Students, faculty and staff met to celebrate Ransdell’s 20-year tenure during a retirement reception hosted by the WKU Alumni Association. Many who attended said they’ll remember Ransdell as a leader who shepherded WKU through a transition from a regional college to a nationally recognized school with international horizons.

Among them was President Robert King of the Kentucky Council for Postsecondary Education.

“He had in mind a destiny for this place,” he said, describing WKU’s vision to become a leading university with international reach. “It is what he saw as what this place needed to become, and he has made it that … this university has achieved that stature.”

Scott Lyons, the graduate school dean, agreed.

“I think his vision for the university when he got here was transformative,” he said, stressing development of the campus’ facilities, doctoral and other academic programs.

“The success of the College of Health and Human Services has been tremendous,” he said.

David Lee, vice president for academic affairs, also praised Julie Ransdell for her poise, grace and as someone “utterly unflappable.”

“In some ways, I think the really hard part of her goal is reading those unarticulated expectations coming from so many different perspectives and charting a course for herself that is true to the person she is,” she said. “There’s no roadmap for that sort of thing and Julie has done that amazingly well over 20 years.”

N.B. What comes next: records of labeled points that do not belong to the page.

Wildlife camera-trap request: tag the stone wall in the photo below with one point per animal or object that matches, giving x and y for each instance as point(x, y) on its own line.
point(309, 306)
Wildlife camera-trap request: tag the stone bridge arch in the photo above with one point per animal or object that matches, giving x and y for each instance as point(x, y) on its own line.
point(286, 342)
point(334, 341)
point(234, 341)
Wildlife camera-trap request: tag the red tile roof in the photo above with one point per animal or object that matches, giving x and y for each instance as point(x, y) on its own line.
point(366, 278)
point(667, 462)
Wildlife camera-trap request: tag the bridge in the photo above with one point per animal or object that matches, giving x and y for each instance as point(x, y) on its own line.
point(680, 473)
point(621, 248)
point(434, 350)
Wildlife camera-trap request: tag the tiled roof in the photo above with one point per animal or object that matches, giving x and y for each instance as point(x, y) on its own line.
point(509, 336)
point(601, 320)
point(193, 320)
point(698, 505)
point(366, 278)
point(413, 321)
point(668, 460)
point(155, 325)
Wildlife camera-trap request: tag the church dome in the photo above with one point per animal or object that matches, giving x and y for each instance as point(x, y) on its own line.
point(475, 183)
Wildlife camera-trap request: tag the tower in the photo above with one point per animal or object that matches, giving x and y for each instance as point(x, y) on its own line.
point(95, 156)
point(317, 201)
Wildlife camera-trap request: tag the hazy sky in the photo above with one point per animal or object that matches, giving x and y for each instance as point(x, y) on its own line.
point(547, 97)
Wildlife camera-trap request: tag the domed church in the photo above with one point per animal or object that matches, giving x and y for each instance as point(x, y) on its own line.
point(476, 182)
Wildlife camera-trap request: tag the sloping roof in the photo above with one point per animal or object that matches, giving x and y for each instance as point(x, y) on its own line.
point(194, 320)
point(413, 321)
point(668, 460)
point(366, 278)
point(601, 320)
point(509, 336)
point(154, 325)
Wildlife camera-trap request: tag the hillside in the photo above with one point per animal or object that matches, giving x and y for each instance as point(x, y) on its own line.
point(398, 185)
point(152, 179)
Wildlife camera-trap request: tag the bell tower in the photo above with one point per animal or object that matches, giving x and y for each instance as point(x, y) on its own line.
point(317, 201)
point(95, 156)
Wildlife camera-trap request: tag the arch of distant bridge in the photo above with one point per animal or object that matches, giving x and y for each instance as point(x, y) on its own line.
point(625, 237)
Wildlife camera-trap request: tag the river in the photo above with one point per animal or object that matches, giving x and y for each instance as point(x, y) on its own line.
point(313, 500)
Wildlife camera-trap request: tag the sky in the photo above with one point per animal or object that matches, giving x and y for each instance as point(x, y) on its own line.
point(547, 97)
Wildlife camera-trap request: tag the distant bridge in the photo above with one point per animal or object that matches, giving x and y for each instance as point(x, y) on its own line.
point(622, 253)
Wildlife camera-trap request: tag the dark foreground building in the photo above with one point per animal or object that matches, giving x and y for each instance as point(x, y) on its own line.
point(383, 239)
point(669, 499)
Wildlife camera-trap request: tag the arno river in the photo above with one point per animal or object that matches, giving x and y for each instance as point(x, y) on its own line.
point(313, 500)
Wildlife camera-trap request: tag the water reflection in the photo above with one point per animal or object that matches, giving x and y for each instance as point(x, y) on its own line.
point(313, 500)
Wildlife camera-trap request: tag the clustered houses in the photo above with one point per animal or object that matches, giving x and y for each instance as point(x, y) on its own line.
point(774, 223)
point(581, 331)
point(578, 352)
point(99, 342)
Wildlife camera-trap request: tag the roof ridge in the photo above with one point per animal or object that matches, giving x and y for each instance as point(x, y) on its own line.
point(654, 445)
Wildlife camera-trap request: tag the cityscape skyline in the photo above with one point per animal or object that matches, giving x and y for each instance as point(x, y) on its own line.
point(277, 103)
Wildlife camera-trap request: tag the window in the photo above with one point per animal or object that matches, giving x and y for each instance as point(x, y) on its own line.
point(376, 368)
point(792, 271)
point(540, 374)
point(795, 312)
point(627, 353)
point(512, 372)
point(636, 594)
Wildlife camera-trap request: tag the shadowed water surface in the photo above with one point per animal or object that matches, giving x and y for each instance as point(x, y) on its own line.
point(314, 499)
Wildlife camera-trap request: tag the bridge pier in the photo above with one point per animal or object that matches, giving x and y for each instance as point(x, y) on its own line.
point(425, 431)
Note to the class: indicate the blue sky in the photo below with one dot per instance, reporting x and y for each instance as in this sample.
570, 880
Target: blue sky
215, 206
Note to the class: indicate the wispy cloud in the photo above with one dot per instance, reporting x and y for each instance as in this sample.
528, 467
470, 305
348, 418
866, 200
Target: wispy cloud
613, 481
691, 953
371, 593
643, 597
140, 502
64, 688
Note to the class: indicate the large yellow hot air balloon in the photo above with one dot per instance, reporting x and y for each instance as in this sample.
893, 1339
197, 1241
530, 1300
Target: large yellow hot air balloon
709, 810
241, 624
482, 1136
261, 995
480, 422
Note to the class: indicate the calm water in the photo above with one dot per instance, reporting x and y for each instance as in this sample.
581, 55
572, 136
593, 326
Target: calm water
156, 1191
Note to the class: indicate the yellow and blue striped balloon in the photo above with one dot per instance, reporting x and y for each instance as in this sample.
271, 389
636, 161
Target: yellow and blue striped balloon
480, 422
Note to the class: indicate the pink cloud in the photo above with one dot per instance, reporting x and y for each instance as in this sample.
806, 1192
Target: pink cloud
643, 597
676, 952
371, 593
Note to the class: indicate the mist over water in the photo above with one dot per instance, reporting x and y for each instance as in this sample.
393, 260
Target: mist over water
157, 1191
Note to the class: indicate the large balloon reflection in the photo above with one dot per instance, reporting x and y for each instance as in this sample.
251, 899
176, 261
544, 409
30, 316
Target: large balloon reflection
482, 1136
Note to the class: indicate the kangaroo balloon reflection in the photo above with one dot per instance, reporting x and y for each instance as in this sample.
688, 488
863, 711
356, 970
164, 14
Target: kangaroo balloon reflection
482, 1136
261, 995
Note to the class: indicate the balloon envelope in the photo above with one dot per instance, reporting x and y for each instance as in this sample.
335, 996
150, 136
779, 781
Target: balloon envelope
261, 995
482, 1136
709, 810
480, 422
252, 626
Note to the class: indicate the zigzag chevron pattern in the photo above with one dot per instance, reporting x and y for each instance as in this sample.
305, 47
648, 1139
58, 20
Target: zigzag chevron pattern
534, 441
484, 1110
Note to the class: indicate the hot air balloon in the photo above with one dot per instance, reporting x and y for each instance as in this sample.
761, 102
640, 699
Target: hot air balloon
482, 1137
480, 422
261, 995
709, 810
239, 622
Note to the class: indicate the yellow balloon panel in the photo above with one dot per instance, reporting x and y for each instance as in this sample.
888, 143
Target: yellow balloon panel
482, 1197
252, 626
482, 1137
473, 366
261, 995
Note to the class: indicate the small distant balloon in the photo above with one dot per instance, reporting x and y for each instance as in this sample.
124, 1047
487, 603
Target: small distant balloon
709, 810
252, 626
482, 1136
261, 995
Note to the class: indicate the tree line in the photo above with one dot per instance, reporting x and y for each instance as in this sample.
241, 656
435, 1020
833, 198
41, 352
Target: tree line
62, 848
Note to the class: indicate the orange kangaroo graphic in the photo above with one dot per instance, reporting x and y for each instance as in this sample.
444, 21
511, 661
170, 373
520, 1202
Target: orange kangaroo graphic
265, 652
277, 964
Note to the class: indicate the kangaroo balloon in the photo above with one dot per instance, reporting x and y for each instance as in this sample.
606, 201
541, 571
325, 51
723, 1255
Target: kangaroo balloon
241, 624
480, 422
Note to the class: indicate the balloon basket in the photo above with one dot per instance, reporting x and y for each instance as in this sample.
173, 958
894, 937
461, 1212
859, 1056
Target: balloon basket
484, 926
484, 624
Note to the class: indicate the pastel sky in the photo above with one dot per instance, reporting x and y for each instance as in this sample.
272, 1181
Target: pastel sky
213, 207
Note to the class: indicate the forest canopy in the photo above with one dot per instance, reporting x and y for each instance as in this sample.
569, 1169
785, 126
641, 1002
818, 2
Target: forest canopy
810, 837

Jeffrey Katz, dean of the Gordon Ford College of Business, said that he was convinced to come to WKU because of Ransdell’s vision of community engagement and student-centered focus. After six years as dean, Katz described Ransdell as a role model and transformational president.

“He’s a visionary. He’s a tireless worker and he rallies people around him to share in that vision,” he said.

Dean of Libraries Connie Foster, who’s retiring in June after 41 years in the university’s library system, appreciated Ransdell’s support for campus libraries. She’s sad to see Ransdell and his wife, Julie, go, she said.

“He’s done it with huge dedication and enthusiasm,” she said.

Ransdell hasn’t been idle in his last year as WKU’s president. He recently led an effort to create a new state higher education funding model based on performance on outcomes such as graduation rate and credit hour accumulation.

The process involved getting the state’s competing higher education institutions to agree on a recommendation to lawmakers, which they then passed into law.

King told the Daily News that reining in the institutions’ varying interests took a skillful diplomat and compromiser.

“It was a very significant undertaking that he managed to do really superbly,” he said.

Although King joked that he sometimes has to “rein in” Ransdell, he said he wished all of the state’s university presidents were as ambitious.